Oncology
No Survival Benefit Difference in MaB + Chemo vs. Chemo Alone in Gastric Cancer Patients with Low PD-L1 Expression
May 29, 2025

AT A GLANCE
A new study published in Therapeutic Advances in Medical Oncology has determined that the monoclonal antibodies to chemotherapy does not alter the survival benefit among patients with gastric cancer and low programmed death-ligand 1 (PD-L1) expression.1
"Immune checkpoint inhibitors + chemotherapy became standard HER2− gastric cancer first-line treatment," explain study authors Wang et al. "The aim of this study is to investigate whether immune checkpoint inhibitors + chemo provides benefit for patients with low PD-L1 expression."

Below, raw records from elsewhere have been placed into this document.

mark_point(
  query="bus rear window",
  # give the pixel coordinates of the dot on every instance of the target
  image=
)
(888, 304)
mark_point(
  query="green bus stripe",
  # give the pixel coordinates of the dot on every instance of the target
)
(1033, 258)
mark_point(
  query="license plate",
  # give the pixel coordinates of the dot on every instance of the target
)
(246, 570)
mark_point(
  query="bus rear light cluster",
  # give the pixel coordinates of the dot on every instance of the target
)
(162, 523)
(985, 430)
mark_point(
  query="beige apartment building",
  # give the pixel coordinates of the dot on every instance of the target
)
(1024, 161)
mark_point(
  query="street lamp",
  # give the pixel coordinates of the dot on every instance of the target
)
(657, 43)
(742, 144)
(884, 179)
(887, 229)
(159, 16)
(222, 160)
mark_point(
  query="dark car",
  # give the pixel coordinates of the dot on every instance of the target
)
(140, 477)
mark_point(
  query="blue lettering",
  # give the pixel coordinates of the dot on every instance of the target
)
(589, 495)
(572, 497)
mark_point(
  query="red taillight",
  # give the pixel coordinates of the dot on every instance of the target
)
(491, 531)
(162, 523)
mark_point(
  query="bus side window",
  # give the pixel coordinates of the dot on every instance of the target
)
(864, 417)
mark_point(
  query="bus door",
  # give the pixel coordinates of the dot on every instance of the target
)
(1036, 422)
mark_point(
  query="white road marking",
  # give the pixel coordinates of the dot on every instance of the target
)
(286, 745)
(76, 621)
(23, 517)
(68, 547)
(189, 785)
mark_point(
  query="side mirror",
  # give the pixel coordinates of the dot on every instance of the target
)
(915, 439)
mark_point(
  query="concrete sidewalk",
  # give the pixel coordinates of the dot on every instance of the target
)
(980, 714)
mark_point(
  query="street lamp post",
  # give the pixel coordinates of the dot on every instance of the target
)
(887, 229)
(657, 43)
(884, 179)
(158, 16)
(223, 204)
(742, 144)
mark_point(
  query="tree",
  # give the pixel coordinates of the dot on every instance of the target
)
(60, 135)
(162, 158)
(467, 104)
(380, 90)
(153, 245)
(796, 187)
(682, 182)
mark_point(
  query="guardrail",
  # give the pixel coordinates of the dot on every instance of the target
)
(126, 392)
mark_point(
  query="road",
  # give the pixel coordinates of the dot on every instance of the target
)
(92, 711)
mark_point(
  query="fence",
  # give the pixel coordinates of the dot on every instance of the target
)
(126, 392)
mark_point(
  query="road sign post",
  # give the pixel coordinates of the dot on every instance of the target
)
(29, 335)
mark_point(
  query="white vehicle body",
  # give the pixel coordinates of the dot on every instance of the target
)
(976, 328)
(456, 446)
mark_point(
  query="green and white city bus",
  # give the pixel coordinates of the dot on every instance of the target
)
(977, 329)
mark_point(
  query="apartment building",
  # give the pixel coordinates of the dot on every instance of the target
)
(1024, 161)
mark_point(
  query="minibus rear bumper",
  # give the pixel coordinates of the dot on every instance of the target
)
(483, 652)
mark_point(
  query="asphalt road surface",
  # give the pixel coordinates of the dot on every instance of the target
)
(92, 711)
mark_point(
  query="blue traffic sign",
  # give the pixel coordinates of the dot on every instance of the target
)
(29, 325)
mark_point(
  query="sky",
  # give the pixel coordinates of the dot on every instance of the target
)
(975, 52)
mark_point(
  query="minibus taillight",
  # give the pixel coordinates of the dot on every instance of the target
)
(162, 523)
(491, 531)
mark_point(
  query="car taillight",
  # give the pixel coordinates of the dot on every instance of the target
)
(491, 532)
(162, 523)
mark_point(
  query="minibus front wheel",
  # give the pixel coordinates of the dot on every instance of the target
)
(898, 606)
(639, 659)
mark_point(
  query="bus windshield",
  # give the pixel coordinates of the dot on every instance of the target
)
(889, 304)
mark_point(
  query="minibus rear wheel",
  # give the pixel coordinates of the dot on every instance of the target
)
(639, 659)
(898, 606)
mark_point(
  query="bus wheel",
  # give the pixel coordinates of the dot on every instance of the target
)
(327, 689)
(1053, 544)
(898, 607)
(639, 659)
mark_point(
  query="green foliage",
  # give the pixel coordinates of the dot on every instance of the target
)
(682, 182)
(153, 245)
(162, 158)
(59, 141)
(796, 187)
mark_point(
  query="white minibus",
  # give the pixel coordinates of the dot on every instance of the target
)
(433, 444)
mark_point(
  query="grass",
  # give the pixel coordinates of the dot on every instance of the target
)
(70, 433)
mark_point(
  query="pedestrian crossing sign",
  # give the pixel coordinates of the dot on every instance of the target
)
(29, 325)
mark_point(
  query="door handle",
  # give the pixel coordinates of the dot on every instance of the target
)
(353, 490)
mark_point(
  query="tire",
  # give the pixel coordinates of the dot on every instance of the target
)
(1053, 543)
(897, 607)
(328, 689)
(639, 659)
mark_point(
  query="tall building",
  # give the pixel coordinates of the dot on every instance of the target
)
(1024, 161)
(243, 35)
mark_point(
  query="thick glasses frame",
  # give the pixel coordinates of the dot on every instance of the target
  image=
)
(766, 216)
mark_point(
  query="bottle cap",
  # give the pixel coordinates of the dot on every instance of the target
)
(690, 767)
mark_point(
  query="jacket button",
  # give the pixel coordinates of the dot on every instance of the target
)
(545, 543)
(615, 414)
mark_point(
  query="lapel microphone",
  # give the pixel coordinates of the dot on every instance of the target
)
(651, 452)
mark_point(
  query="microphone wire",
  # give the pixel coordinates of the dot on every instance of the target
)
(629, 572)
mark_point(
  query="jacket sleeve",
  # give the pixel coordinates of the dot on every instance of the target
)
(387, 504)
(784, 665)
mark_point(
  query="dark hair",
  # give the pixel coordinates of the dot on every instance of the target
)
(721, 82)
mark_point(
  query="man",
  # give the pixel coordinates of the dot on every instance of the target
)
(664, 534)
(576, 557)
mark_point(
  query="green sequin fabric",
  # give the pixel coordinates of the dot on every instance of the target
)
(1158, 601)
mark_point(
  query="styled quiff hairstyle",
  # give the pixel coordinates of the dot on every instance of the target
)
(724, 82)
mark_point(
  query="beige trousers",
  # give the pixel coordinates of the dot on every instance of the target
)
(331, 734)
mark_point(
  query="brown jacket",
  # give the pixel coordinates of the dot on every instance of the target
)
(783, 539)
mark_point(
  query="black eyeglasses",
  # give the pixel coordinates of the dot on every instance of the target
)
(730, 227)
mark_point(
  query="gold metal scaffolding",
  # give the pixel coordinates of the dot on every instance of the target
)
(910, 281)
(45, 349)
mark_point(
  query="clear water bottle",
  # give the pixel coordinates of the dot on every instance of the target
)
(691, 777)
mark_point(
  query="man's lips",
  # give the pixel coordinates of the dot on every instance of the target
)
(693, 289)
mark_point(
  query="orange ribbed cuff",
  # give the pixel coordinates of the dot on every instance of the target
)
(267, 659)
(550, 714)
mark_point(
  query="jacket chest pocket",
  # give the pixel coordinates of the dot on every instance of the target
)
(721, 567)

For study purposes, the authors searched PubMed, Embase, the Web of Science, and Cochrane Library, along with the 2019–2024 proceedings of the annual meetings of the European Society for Medical Oncology, the American Association for Cancer Research, the American Society of Clinical Oncology (ASCO), and the ASCO Symposium on Gastrointestinal Oncology (ASCO-GI) and the ClinicalTrials.gov database. Phase III randomized controlled trials comparing first-line immunotherapy combined with chemotherapy versus chemotherapy alone in advanced gastric cancer were included. KMSubtraction was used to estimate survival data for those trials that did not report data for the PD-L1 low-expression population.

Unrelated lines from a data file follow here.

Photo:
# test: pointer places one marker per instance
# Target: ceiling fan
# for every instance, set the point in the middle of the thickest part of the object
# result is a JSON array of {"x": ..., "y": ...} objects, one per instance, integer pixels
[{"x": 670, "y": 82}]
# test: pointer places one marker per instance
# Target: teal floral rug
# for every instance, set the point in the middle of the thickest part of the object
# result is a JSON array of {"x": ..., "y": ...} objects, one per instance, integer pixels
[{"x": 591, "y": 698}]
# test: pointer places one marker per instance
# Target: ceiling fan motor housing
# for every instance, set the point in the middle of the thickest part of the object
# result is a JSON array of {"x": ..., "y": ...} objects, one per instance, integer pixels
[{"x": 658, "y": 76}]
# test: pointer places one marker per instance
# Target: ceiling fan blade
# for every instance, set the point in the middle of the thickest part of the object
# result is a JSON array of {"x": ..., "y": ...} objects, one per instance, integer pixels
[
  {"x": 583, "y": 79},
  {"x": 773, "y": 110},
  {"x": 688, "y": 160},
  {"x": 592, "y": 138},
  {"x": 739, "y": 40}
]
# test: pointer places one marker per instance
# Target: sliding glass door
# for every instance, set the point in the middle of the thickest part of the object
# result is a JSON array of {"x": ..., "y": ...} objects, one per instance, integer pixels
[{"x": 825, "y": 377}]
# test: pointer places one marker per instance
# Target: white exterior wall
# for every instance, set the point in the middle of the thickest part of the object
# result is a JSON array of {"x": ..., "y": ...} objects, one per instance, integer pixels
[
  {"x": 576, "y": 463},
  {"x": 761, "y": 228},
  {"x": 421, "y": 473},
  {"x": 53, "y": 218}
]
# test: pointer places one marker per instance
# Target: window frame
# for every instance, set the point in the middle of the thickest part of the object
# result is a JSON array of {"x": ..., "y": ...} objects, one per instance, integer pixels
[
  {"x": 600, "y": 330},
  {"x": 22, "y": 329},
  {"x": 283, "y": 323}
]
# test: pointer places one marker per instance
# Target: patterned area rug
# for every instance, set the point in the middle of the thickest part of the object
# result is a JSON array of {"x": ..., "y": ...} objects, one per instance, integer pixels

A total of nine randomized clinical trials were ultimately included. In patients with a combined positive score (CPS) of <1 point or CPS <5 points, monoclonal antibody + chemotherapy did not yield an improvement in overall survival (OS) or progression-free survival (PFS). However, in trials using dual antibodies, patients with a PD-L1 CPS of <5 points achieved improvements in PFS.
Meanwhile, in trials using tumor area positivity (TAP) scoring, the subgroup with TAP < 5% did not achieve benefits in OS or PFS from immunotherapy plus chemotherapy.

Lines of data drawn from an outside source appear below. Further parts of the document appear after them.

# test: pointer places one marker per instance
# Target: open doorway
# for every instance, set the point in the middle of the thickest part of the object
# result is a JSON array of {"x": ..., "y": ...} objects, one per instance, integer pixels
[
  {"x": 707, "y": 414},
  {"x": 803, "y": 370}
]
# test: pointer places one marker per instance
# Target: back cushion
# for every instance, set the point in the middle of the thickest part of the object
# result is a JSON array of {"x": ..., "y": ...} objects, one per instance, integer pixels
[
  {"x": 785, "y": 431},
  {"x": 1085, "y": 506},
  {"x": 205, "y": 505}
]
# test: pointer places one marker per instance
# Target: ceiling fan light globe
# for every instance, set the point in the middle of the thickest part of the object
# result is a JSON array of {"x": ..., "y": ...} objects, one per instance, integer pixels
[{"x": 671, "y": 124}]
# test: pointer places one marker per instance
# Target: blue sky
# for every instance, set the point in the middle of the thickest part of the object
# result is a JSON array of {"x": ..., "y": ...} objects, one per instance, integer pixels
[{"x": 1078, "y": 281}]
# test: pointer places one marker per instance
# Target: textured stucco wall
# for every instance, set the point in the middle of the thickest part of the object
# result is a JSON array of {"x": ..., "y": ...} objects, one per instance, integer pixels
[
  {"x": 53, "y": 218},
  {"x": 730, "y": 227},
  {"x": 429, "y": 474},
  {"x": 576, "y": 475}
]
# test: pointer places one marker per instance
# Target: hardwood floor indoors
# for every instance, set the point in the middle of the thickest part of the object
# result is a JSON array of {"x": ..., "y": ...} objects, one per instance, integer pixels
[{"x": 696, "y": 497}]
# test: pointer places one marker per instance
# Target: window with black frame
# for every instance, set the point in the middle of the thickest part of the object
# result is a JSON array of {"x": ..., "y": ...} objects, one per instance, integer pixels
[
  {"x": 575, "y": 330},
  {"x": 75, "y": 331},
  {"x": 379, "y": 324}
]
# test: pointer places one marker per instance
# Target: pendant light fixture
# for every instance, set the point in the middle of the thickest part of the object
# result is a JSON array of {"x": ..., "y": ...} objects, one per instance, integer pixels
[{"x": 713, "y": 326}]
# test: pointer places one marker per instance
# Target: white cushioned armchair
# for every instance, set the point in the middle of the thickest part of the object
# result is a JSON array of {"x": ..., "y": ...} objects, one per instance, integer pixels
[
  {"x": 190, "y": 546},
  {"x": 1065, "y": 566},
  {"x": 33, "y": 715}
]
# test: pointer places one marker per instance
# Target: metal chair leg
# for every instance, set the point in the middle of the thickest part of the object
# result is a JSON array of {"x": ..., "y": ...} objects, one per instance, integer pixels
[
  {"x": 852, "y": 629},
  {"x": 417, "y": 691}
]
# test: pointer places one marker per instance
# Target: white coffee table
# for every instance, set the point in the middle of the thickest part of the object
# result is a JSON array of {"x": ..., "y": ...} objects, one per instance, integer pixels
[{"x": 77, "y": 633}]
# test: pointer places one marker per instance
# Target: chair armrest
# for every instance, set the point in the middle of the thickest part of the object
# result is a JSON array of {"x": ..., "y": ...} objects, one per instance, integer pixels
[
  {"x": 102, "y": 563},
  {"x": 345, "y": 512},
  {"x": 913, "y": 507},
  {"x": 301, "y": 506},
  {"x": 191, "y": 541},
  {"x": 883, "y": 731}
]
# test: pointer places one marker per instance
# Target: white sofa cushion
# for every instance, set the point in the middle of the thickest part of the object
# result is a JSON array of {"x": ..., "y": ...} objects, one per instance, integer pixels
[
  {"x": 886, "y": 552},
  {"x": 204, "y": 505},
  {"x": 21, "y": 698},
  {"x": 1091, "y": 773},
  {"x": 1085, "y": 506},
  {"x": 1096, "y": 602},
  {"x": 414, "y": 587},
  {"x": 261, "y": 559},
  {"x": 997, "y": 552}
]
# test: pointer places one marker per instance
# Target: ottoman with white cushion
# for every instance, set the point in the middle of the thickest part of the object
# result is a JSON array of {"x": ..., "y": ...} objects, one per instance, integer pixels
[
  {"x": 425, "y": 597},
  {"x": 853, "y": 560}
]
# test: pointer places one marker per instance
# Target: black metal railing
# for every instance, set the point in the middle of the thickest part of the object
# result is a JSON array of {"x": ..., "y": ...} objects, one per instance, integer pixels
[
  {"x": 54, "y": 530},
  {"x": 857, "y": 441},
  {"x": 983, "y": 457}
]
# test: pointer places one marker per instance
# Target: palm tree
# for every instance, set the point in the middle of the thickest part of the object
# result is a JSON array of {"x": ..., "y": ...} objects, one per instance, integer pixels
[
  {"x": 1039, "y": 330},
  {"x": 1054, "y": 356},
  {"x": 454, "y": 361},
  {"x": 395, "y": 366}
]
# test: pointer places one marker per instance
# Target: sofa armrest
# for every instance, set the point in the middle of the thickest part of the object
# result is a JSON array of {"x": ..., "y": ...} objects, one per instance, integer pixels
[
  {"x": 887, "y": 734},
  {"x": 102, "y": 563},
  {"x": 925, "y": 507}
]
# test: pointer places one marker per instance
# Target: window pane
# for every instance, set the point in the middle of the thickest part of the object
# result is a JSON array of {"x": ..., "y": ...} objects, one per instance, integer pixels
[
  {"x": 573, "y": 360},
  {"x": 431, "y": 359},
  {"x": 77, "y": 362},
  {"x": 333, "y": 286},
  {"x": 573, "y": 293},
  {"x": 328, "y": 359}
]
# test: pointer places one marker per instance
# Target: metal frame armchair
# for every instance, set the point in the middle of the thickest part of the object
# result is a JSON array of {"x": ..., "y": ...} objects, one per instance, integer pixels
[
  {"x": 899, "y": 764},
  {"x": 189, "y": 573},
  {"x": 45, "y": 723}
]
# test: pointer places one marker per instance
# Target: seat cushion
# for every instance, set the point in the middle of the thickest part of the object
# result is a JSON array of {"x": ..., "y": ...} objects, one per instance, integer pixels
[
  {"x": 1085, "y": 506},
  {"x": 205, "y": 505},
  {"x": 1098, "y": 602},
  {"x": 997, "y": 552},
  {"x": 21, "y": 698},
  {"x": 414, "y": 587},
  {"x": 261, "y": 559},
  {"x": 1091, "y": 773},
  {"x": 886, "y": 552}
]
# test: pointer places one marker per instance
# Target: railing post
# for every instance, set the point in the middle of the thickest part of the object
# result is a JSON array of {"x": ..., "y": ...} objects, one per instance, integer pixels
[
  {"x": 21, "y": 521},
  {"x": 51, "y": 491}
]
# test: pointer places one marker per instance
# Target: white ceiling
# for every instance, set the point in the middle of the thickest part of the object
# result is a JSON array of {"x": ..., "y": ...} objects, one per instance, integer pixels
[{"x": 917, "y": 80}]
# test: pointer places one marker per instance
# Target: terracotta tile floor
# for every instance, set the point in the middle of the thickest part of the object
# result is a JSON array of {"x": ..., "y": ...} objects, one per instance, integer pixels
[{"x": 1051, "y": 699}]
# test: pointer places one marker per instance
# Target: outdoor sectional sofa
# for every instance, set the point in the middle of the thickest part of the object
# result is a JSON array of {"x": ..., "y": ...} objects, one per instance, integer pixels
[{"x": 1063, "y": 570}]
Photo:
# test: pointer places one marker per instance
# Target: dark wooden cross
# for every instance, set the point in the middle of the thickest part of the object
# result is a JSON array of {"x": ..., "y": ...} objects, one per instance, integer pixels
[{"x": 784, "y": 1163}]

"Our study results indicate that, in the first-line treatment of advanced gastric cancer, monoclonal antibody combined with chemotherapy does not provide a survival benefit compared to chemotherapy alone for patients with low PD-L1 expression. However, it is noteworthy that in the COMPASSION-15 trial, patients with CPS < 5 achieve significant improvements in OS and PFS, which may be related to the bispecific antibodies and needs to be validated by further studies," conclude the authors.
Reference
1. Wang Y, Xie T, Xiang S, et al. Comparison of immune checkpoint inhibitors in combination with chemotherapy versus chemotherapy alone in the first-line treatment of advanced gastric cancer patients with low PD-L1 expression: a systematic review and meta-analysis (online ahead of print May 8, 2025). Ther Adv Med Oncol.